Special Seminar

The Path to Characterizing Earth-like Exoplanets with High Contrast Spectroscopy

Characterizing the atmospheres of Earth-like exoplanets requires spectroscopy of R ~ 100-1000 at extreme contrasts (~1e-7–1e-10), small angular separations  (~1–5 λ/D), and over long integration times from space with missions such as the Habitable Worlds Observatory (HWO).  In this regime, spectroscopic performance is limited by photon efficiency, stability, and the need to control and calibrate residual starlight with extreme precision.

In this talk, I describe the technological path to obtaining spectra of exo-Earths from my work on laboratory-based advances and current 8-10m class ground-based telescopes.  I describe my leading, recent role in the development and commissioning of HiRISE on VLT, an instrument designed to characterize young giant exoplanets at high spectral resolution by coupling a high-contrast imager with a high-resolution spectrograph through a single-mode fiber (SMF).

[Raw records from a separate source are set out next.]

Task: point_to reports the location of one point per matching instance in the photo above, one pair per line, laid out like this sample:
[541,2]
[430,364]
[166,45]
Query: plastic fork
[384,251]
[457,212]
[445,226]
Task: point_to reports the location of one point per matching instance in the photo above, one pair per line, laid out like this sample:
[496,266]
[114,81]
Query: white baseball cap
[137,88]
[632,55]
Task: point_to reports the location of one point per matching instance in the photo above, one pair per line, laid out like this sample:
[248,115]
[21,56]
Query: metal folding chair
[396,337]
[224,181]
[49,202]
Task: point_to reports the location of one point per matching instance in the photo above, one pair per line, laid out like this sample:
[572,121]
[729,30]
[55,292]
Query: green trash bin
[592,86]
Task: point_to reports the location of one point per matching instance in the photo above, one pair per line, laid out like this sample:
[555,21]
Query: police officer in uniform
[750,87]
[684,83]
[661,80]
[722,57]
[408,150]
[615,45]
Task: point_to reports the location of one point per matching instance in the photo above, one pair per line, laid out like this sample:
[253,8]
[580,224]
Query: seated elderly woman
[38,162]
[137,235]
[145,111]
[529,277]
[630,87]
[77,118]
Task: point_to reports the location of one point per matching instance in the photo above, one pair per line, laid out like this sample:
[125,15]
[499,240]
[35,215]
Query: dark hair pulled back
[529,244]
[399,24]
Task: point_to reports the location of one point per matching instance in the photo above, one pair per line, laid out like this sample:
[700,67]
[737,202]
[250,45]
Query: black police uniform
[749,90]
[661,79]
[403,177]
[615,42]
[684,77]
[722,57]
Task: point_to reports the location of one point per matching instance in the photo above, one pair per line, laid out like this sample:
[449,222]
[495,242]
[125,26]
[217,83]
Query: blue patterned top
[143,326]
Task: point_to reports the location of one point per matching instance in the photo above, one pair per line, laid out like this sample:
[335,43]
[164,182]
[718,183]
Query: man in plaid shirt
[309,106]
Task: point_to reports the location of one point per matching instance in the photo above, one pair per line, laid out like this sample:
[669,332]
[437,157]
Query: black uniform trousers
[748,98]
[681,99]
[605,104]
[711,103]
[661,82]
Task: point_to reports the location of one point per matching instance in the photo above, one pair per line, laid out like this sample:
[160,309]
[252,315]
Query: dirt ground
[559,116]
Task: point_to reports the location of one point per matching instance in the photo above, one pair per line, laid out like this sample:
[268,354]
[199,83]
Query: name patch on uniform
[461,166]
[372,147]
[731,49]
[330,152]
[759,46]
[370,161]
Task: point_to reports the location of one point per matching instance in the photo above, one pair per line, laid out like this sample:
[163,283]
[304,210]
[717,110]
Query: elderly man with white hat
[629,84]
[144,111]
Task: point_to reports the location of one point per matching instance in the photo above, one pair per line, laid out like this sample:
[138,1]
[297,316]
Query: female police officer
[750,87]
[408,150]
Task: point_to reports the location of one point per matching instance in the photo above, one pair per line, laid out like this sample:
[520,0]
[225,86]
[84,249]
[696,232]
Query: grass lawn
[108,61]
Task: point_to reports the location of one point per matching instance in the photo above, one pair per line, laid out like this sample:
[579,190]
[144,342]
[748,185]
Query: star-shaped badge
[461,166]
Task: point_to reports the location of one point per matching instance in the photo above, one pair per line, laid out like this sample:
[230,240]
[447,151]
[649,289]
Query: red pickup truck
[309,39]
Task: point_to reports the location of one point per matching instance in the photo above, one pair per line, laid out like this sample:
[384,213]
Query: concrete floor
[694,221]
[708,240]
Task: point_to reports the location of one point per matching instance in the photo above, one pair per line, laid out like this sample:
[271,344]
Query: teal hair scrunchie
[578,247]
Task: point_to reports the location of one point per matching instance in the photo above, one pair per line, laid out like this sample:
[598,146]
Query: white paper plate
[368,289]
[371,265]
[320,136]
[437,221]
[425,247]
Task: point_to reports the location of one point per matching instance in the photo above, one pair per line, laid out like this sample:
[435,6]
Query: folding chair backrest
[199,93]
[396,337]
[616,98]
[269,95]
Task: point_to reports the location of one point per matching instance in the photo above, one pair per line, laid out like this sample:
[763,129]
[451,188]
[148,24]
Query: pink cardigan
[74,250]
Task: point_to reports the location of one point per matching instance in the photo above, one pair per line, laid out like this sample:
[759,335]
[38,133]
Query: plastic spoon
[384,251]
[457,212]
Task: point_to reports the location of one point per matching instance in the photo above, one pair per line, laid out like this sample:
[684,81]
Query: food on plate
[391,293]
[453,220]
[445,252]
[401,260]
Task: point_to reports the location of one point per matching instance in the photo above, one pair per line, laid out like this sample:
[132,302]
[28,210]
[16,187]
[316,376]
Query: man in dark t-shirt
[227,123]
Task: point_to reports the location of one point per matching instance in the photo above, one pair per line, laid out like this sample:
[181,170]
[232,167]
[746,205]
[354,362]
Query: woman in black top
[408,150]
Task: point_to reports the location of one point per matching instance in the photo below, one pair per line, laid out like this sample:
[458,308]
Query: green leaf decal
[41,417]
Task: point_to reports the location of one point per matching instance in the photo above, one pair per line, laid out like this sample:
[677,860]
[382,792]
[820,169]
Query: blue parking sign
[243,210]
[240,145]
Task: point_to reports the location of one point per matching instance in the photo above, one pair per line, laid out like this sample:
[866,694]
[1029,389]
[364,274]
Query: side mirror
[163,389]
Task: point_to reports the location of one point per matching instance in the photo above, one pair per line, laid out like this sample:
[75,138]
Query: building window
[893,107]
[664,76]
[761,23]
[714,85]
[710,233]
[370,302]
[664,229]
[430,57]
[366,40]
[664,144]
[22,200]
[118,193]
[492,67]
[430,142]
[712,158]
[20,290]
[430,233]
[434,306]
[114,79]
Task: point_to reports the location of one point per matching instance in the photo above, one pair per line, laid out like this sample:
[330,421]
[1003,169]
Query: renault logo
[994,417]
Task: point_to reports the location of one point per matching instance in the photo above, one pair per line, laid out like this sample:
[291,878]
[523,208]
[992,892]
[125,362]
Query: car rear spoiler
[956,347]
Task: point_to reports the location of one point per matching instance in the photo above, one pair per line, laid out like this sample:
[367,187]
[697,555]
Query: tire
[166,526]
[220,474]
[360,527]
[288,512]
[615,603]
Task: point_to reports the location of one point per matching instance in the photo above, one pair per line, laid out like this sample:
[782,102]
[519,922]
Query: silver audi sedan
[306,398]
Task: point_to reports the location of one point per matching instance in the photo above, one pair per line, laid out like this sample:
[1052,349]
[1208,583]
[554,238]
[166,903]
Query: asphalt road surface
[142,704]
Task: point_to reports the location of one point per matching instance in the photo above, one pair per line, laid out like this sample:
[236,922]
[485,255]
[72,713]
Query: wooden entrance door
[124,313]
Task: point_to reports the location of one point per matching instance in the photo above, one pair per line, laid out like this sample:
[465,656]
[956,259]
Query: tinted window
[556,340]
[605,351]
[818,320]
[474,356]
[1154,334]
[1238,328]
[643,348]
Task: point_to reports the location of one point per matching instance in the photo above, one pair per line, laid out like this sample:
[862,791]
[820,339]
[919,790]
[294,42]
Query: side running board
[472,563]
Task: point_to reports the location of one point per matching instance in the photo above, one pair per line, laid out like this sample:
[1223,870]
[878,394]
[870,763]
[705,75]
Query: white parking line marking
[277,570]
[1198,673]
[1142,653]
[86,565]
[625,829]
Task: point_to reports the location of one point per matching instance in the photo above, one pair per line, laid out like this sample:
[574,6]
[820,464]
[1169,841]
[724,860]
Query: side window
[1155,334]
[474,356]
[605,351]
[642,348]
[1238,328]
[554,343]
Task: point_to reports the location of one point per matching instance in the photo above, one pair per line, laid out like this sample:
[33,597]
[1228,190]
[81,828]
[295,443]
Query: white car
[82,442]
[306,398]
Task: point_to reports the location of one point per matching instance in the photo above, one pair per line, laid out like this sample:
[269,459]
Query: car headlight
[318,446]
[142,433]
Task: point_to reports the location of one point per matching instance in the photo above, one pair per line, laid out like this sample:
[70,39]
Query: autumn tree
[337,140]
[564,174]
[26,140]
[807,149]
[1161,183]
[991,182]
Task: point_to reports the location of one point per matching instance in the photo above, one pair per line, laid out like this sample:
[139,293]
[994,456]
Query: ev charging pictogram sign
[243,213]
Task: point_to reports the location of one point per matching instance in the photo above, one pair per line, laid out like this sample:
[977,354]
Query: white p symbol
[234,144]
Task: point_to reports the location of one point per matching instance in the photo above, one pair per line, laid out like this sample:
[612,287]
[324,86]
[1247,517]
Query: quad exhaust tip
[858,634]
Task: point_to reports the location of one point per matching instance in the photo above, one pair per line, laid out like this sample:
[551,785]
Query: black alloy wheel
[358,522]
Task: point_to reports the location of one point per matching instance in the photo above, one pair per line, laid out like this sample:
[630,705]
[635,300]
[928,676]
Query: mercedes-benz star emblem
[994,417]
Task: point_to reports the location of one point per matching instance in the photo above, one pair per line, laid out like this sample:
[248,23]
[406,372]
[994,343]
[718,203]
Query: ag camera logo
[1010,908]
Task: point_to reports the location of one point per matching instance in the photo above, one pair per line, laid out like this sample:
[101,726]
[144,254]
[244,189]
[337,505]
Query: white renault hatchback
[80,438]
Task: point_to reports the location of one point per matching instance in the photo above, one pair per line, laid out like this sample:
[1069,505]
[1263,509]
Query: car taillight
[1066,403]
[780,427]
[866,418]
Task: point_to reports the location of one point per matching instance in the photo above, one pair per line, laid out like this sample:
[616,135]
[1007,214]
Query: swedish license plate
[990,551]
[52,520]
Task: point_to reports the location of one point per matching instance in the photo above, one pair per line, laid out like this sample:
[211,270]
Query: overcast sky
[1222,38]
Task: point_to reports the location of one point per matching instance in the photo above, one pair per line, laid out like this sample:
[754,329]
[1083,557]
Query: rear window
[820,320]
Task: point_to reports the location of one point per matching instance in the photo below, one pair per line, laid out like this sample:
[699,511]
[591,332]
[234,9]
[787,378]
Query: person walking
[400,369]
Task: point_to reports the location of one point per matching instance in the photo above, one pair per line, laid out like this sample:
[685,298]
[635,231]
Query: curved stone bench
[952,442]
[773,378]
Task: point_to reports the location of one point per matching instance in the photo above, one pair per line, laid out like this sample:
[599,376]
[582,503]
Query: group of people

I am spearheading the next breakthrough in high-contrast spectroscopic technology development with astrophotonics.   I describe upcoming, on-sky tests of two key astrophotonics advances at the Subaru Telescope – the photonic lantern (PL) and the thermal phase shifting photonic integrated circuit (PIC) – and the parallel maturing of these technologies in the laboratory whose development I led at UTSA.

Finally, I discuss potential applications of astrophotonics for characterizing gas giant to rocky planet atmospheres with the UT Austin funded-Giant Magellan Telescope and Earth twins with HWO.  Throughout, I describe the major scientific advances enabled by spectroscopy with SMFs and astrophotonics as well as the role that complementary McDonald Observatory instrumentation can play in maximizing the science return of these efforts.